Each year the figures seem to increase and now, with Covid having added extra pressure to Department of Education budgets, schools are finding it all the harder to make ends meet.
But the sad reality is that schools have allowed this ‘voluntary contribution’ system to move the onus for extra expenses from the Department to the parents. By encouraging parents to fork out more and more each year, they are letting the government see there is an alternative to increasing Department budgets.

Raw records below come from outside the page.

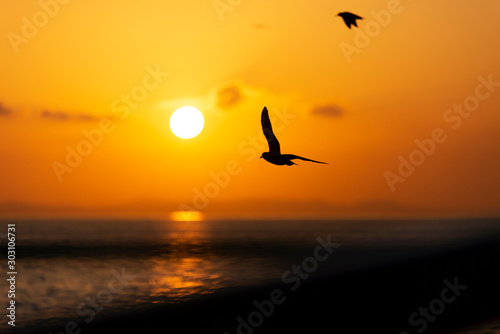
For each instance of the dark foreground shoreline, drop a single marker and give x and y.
(380, 300)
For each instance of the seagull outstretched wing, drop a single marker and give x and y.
(293, 156)
(350, 18)
(274, 145)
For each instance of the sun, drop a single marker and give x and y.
(187, 122)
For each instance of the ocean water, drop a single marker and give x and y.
(82, 270)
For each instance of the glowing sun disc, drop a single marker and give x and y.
(187, 122)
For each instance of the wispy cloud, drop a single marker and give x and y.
(328, 110)
(229, 96)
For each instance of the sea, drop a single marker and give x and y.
(79, 271)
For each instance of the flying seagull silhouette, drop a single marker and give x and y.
(349, 18)
(274, 155)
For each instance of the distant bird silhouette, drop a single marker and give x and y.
(274, 155)
(349, 18)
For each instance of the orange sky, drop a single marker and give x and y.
(67, 72)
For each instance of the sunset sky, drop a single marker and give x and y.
(356, 98)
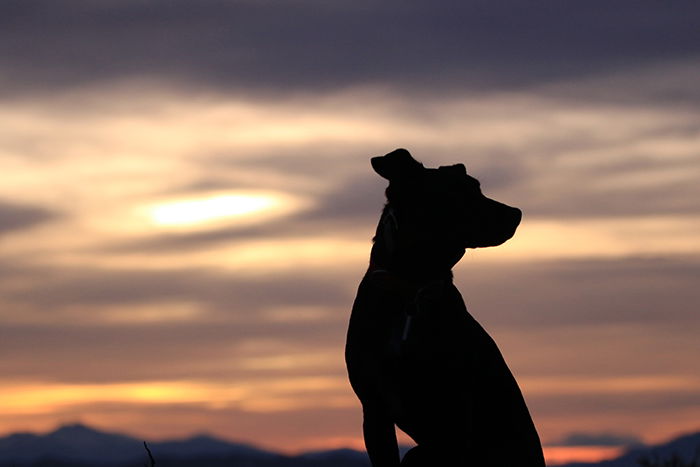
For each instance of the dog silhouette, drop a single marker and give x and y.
(415, 357)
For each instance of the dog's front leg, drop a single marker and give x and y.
(380, 436)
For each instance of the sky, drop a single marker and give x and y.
(187, 207)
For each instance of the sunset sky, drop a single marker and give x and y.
(187, 206)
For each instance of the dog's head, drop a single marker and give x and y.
(443, 205)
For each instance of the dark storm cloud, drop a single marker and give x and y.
(316, 45)
(653, 291)
(15, 217)
(153, 351)
(216, 290)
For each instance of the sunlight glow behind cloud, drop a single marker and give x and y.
(196, 211)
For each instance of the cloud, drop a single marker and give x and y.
(15, 217)
(598, 439)
(310, 45)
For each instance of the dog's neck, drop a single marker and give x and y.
(408, 254)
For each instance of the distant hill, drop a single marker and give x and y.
(687, 447)
(81, 446)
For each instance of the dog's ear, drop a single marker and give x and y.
(396, 164)
(456, 170)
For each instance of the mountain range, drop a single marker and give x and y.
(78, 445)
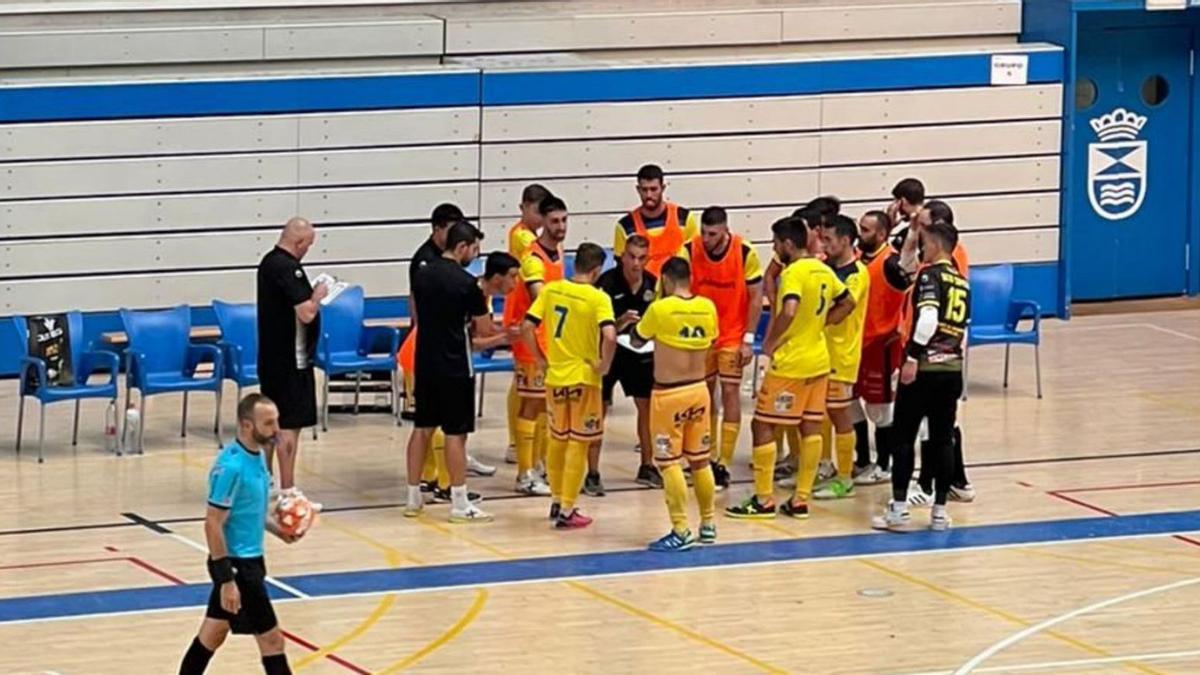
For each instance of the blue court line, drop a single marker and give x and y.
(541, 569)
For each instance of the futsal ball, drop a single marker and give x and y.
(294, 514)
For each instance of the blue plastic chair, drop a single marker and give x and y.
(162, 359)
(347, 346)
(995, 317)
(239, 342)
(84, 363)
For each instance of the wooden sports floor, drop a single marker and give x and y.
(1080, 554)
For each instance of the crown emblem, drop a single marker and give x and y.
(1119, 125)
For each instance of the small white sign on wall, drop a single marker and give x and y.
(1009, 69)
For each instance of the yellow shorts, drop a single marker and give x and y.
(840, 395)
(787, 401)
(725, 364)
(575, 412)
(531, 380)
(679, 423)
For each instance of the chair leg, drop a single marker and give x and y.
(41, 435)
(75, 429)
(1037, 366)
(21, 418)
(183, 425)
(1007, 350)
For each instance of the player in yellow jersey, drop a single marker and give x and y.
(793, 393)
(683, 327)
(575, 360)
(845, 342)
(520, 238)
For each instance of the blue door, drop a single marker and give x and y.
(1131, 147)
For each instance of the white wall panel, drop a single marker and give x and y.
(941, 106)
(231, 209)
(622, 157)
(930, 143)
(652, 118)
(943, 178)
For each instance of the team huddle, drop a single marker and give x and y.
(865, 326)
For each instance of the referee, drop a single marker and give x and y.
(288, 327)
(448, 300)
(631, 288)
(239, 485)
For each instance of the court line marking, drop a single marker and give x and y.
(1074, 663)
(970, 665)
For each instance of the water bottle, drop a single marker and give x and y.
(132, 428)
(111, 428)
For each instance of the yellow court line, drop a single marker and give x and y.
(451, 633)
(997, 613)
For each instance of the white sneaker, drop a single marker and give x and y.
(918, 497)
(478, 467)
(964, 494)
(532, 484)
(471, 514)
(895, 517)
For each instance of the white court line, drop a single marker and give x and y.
(270, 580)
(1075, 663)
(970, 667)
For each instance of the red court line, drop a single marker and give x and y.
(1128, 487)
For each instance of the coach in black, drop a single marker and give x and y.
(631, 288)
(448, 302)
(288, 327)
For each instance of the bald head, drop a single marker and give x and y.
(298, 237)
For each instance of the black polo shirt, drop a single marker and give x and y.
(448, 298)
(625, 298)
(283, 342)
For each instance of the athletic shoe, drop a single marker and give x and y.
(918, 496)
(895, 517)
(720, 476)
(873, 476)
(961, 493)
(532, 484)
(835, 489)
(750, 509)
(593, 485)
(795, 508)
(443, 496)
(672, 542)
(574, 520)
(940, 521)
(471, 514)
(648, 475)
(478, 467)
(826, 471)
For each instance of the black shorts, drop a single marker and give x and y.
(257, 615)
(635, 372)
(448, 402)
(294, 393)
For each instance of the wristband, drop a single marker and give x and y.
(220, 571)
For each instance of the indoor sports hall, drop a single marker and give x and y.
(151, 154)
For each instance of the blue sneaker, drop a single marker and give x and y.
(673, 542)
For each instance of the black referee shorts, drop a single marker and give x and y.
(448, 402)
(257, 615)
(294, 393)
(635, 372)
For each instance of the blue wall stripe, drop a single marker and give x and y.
(513, 88)
(247, 96)
(615, 562)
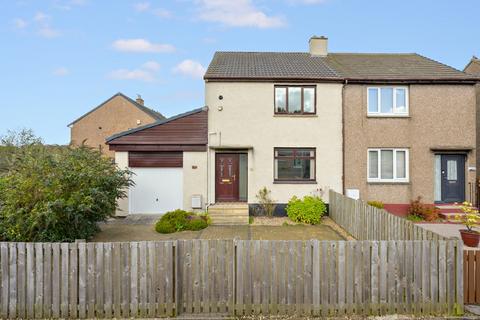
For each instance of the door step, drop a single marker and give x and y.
(229, 213)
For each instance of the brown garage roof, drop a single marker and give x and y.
(333, 67)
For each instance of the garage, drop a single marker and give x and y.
(156, 190)
(155, 154)
(158, 178)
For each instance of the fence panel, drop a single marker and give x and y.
(226, 277)
(370, 223)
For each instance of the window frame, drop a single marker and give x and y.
(379, 164)
(302, 103)
(294, 157)
(394, 113)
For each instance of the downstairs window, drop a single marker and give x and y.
(294, 164)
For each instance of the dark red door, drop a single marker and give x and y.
(226, 177)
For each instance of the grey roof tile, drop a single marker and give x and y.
(335, 66)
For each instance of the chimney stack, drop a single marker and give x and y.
(318, 46)
(140, 100)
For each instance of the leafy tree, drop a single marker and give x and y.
(12, 142)
(57, 194)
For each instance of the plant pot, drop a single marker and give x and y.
(470, 238)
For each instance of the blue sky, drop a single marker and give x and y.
(60, 58)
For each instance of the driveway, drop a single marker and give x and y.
(141, 228)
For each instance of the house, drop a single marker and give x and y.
(117, 114)
(386, 127)
(473, 67)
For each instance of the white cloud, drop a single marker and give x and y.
(141, 45)
(238, 13)
(20, 23)
(190, 68)
(44, 28)
(48, 32)
(147, 72)
(41, 17)
(61, 72)
(141, 6)
(151, 65)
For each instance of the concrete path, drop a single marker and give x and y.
(450, 230)
(142, 229)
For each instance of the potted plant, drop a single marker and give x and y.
(469, 219)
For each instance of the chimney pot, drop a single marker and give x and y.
(140, 100)
(318, 46)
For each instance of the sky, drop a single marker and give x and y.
(61, 58)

Some schools even send unfair ‘reminders’ to parents about a charge that is called ‘voluntary’. There is nothing voluntary about a payment that is sought by way of email, text, or an envelope sent home with a schoolchild.
Sinn Fein this week have called for an end to the practice. And they have helpfully suggested the introduction of a law which would put the onus back on schools to make it clear that these payments are voluntary. But, until that becomes law, let us call these ‘contributions’ what they really are – school fees.